Tuesday, November 27, 2018

Occupy University

OPDX - Occupy Portland
Those of you looking for Occupy University (OU) have come to the right place.  I've been out recruiting faculty, as I did when we staged a non-virtual OPDX in downtown Portland, in the same place where WWI vets staged their March to Washington.

That led to the DC Hooverville which General MacArthur destroyed, in a misplaced show of bravado (a form of friendly fire).

In the faculty lounge, one discussion is whether animation, both 2D and 3D, constitutes a form of "coding" or not.  This are the kinds of nitpicky debate one expects in Faculty World.

Clearly the art of television programming, the sequencing of shows to fill dead air space, is a kind of programming.  Think "programme" when it comes to theater.

English makes a big point of not using "programme" to mean "program", obscuring the fact that source code scripts actually orchestrate and direct platform action, much as a play does, or a musical score.  English is somewhat (horse and) buggy, we all know that.

The word "code" is likewise ambiguous, as we have "codes of conduct" at geek events, which tend to be treated like Codes of Hammurabi, meaning they're enforced, with transgressions confessed or uncovered.  That's "code as law" one might say, where "obedience" is a keyword.  However "code" also means what computers execute directly (we could say "obey" but usually don't for some reason).

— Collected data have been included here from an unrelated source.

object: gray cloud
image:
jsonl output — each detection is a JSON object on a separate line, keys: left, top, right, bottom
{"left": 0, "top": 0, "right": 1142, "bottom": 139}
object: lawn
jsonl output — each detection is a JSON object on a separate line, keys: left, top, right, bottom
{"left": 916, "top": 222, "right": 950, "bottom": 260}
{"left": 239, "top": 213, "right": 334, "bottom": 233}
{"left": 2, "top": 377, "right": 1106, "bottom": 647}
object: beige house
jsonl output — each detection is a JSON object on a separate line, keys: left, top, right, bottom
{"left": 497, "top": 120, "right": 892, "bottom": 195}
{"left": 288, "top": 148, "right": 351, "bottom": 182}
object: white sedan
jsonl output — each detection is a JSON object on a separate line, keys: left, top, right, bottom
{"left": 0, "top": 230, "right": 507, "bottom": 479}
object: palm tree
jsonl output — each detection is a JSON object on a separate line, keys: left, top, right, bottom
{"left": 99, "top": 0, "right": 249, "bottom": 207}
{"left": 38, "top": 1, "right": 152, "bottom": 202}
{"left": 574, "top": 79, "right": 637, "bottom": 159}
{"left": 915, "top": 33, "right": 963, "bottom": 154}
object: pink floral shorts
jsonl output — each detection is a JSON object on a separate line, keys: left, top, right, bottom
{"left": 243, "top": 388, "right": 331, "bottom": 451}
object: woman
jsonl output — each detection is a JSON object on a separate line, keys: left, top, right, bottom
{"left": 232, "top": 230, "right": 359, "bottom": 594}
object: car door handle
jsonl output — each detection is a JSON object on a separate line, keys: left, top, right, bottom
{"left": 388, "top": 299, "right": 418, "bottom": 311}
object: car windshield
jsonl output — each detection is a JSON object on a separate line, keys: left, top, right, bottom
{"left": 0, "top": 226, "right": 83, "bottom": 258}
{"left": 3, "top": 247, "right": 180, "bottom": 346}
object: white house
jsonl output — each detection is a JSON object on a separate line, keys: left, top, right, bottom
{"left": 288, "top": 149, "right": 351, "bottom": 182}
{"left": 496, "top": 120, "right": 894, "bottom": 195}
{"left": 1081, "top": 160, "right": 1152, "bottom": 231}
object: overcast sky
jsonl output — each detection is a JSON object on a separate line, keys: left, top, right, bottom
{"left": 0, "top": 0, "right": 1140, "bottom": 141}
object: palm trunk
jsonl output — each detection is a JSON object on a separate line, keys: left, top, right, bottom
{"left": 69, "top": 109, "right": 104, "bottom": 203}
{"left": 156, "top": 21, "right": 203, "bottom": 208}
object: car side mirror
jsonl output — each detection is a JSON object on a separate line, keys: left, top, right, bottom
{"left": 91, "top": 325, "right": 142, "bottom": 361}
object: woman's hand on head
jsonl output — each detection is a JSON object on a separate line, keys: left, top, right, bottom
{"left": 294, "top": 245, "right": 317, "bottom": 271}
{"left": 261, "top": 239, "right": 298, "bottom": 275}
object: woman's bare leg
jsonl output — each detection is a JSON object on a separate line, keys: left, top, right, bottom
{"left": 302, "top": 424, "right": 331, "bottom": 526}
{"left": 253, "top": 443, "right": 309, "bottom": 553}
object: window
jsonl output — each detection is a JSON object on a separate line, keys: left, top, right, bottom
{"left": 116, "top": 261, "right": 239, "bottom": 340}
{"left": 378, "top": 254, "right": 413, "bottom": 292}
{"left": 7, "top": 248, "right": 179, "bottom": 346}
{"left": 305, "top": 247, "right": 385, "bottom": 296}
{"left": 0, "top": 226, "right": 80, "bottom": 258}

If you think the bottomline is "it's all semantics" you're correct.  "There's semantics, and there's nothing" is about as helpful as my other dictum "There's science fiction, and there's nothing."

Both are meant to emphasize the universality of the leading term, in contrasting them with nothing.  The dialectic goes away at that point, but then tautologies provide no traction.

Tautologies are more about emphasizing and underlining a grammar, and show more than say.  They're not about making empirical claims so much as delineating the boundaries of sense-making.

This is what Wittgenstein meant when he said his philosophy was not about stating theses, as if it did so, they'd by of the kind no one could disagree with.  In delineating sense, one borders on nonsense, by definition.